China is being recognized increasingly for its growing contribution to this inherently international scientific field. That global role extends back to the early history of paleontological science in China with the discovery of "Peking Man" fossils by Chinese and international workers more than a century ago. Those remains address fundamental questions about the evolution of humans, and demonstrate the great impact of China in the study of fossils. Their profound importance not only attracted the first US scientific delegation to visit the People's Republic of China in 1975 (which focused on the fossil record of human evolution), but also led to the "Peking Man" fossil site becoming a UNESCO World Heritage site in 1987.

While the study of ancient fossils is still rooted firmly in searching dusty locations and hammering on rocks for new discoveries, the 21st century science of paleontology is a modern and highly interdisciplinary field that employs the latest technologies. Positioned at the intersection between earth and life sciences, paleontologists now leverage tools and approaches from across molecular biology, chemistry, and high tech, such as synchrotron and CT-scanning. We now obtain data never thought possible about ancient life in such abundance and great microscopic detail. Those fossil-derived data help to uncover amazing stories about the history of life on this planet, including its origins, migrations, and even prehistoric changes within our own human species. 

Over the last few decades, there has been an astonishing growth, and an increasing global impact of the science of paleontology in China. These discoveries stem not only from amazing fossil discoveries like those of feathered dinosaurs and early birds and the reconstruction of their feather colors, but also the application of new technological approaches from advanced CT-scanning of fossils to the recovery and analyses of ancient DNA and other molecules preserved inside and with fossilized bones. Paleontologists soon will have access to powerful scanning provided by a synchrotron that will open the door to new paleontological riches. 

At present, China produces the largest number of newly discovered extinct species of dinosaurs in the world. In addition, teams of scientists studying the fossils of the Qinghai-Xizang Plateau in China have shown how the region was the source of many cold adapted species of mammals like the extinct woolly rhinoceros and the living Arctic fox that spread across continents after their evolutionary origin at high elevation on the plateau. The continued and growing impact of Chinese paleontologists and the fossils they study can be seen even in recent weeks. For example, scientists reported the oldest records of algae-like multicellular eukaryotes from 1.6 billion years ago (pushing back their evolutionary history by 70 million years), and a broad study on the largest ape that ever lived, Gigantopithecus, provides great detail about the life and extinction of this enigmatic extinct species whose fossil teeth were first discovered in an apothecary shop a century ago. 
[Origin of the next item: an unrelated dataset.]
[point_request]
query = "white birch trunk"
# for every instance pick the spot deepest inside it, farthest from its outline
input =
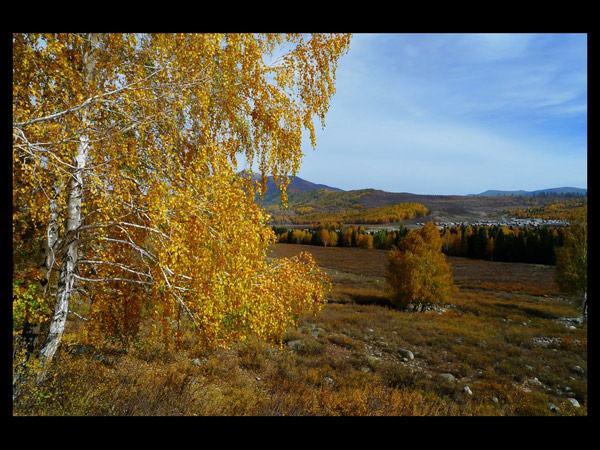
(71, 237)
One study published last week in the journal The Innovation combines many different aspects of 21st century paleontology to inform us better about the origin and evolution of the upright stance and bipedal locomotion in humans. The international team of scientists CT-scanned several skulls of the 6 million year old ape Lufengpithecus from Yunnan in Southwest China. 

Despite these fossils having been studied for decades, the scientific team was surprised to discover that the bones of the inner ear containing the semicircular canals were preserved, but crushed inside the skull. Using the scans, they built an extremely high-resolution 3D digital reconstruction of these bones containing the sensory organs for balance. With those data, they compared anatomical details of the inner ear across scans of other fossil apes and their living relatives (including us), conducted statistical analyses of the detailed variation in the shape, size, and curvature of the semicircular canals, and placed of all of these data into an evolutionary history context on the family tree of apes. 
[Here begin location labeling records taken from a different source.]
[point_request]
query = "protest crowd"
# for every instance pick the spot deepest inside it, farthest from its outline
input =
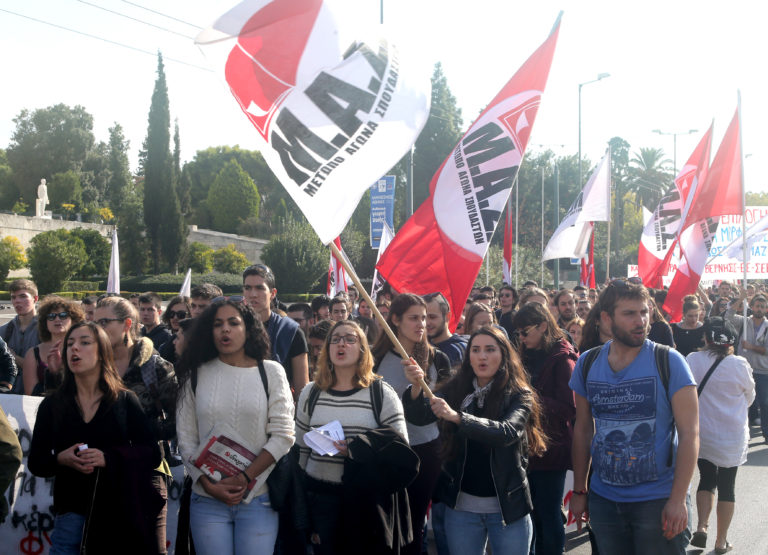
(302, 429)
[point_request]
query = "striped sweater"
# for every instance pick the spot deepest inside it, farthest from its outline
(353, 409)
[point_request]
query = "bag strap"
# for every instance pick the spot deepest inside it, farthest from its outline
(708, 375)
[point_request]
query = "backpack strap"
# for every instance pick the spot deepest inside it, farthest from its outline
(377, 399)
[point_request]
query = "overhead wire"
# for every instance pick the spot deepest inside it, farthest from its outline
(136, 19)
(109, 41)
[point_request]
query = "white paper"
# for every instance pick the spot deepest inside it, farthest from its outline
(321, 439)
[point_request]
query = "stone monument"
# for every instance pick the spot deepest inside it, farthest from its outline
(42, 199)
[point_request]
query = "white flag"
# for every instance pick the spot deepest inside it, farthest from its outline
(593, 204)
(335, 114)
(386, 238)
(186, 287)
(113, 279)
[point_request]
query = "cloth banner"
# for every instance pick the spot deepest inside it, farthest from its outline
(593, 204)
(442, 246)
(335, 115)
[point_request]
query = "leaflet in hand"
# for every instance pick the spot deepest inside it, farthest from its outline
(222, 457)
(321, 439)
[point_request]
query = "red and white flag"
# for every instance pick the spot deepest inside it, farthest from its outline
(338, 280)
(661, 233)
(593, 204)
(334, 114)
(441, 247)
(509, 243)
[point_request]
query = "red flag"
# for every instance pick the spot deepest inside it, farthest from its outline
(509, 239)
(441, 247)
(337, 277)
(721, 193)
(662, 231)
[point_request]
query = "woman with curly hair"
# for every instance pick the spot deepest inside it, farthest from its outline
(222, 392)
(548, 358)
(343, 383)
(93, 437)
(489, 424)
(42, 364)
(407, 319)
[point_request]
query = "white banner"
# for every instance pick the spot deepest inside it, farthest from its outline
(27, 529)
(335, 116)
For the first time, the authors of that study were able to show: that early apes shared a similar range of locomotion that differs from living apes; and perhaps most importantly, that it is from that ancestral ape locomotion range that the human lineage with our unique attributes evolved.
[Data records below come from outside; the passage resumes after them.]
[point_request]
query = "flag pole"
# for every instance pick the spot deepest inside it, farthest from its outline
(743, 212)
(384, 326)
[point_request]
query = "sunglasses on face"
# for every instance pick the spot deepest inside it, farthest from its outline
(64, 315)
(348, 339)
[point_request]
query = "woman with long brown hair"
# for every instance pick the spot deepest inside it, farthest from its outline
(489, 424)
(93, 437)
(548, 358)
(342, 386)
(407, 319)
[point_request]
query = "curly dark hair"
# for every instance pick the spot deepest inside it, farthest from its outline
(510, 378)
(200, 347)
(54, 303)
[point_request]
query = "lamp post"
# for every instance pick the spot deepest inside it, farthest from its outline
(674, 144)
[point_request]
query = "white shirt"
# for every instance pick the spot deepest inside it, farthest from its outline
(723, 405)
China has developed the scientific tools, personnel training, and importantly outstanding fossil occurrences that allow for a continued great frequency of highly impactful discoveries from the evolution of microscopic multicellular life and giant feathered dinosaurs to fundamentally important studies of the past impacts of climate change on biodiversity and ancient human migration around the world. The study of life from the ancient past has a bright future in China, and ongoing discoveries will continue to help to fill in the gaps and uncover   unknown stories from the stone pages of our planet's evolutionary history.